Earthsea

earthsea2I was thinking about the Space Channel special on teen girls, reading and the popularity of the fantasy genre and I noted that almost all of my favourite YA books are also fantasy books. Perhaps this is because of the same reasons addressed in the Space Channel special – that in fantasy anything is possible.

It is for these same reasons that I loved Raymond E. Feist’s The Riftwar Saga books and Ursula Le Guin’s Earthsea novels – books that I read at separate times, but books that have become intricately linked in my memories as similar reading experiences.

They both shared a Tolkien-esque quality ot their stories, but as a YA reader I found them more accessible and more relevant to the experience of being a young adult than Tolkien.

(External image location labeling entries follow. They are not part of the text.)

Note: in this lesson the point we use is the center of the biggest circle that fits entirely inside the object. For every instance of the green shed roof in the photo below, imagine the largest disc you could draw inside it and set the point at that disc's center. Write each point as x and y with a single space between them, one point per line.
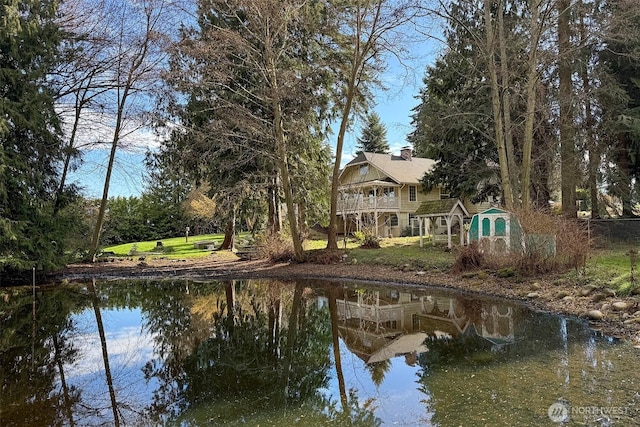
440 207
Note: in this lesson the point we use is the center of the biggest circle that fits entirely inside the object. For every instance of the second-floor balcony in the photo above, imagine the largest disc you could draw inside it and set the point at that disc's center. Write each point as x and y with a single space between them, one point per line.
351 203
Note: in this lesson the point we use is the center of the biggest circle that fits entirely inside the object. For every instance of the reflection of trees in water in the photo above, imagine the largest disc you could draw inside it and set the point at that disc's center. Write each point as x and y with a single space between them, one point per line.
261 350
378 370
33 351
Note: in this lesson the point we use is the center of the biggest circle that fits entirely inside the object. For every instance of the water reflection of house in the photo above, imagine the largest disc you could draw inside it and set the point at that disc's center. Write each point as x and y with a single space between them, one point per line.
377 325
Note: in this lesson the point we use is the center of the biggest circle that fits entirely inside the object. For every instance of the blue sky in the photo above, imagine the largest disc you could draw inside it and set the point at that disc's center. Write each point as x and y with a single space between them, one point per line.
393 104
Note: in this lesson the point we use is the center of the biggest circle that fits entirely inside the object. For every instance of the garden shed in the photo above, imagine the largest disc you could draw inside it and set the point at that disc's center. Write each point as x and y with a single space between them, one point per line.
497 229
452 211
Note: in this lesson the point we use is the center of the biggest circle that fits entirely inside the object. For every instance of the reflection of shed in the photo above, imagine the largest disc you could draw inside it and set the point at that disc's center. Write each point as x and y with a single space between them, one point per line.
499 230
451 210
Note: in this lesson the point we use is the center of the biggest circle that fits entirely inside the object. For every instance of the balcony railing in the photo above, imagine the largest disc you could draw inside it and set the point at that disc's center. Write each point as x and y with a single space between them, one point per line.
367 203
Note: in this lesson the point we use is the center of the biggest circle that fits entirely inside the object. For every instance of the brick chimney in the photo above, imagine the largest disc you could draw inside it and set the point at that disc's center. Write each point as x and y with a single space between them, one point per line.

On the surface, the Earthsea novels are about a young man, Ged, who comes from a humble and provincial background to become the most powerful wizard in the realm of Earthsea (the fantastical water-world of Le Guin’s novels). But below the surface the novels also contain a very powerful message about opportunity and stretching the boundaries of what is possible.

Le Guin is the daughter of noted anthropologist Alfred L. Kroeber, and she has cited this upbringing as an important influence on her writing. In the Earthsea universe, unlike a lot of heroic fantasy written in North America, the majority of the characters do not come from European-inspired cultures. Instead, most of Earthsea comes from Native North American or African-like societies.

This cultural landscape of Earthsea was very important to Le Guin. As she noted in an article from 2004, “My color scheme was conscious and deliberate from the start. I didn’t see why everybody in science fiction had to be… named Bob or Joe or Bill. I didn’t see why everybody in heroic fantasy had to be white (and why all the leading women had “violet eyes”). It didn’t even make sense.”

I have never understood the ‘violet eyes’ thing either. And that is why I loved these books as a YA reader – Le Guin (and Feist in his Riftwar books) created worlds where anything seemed possible.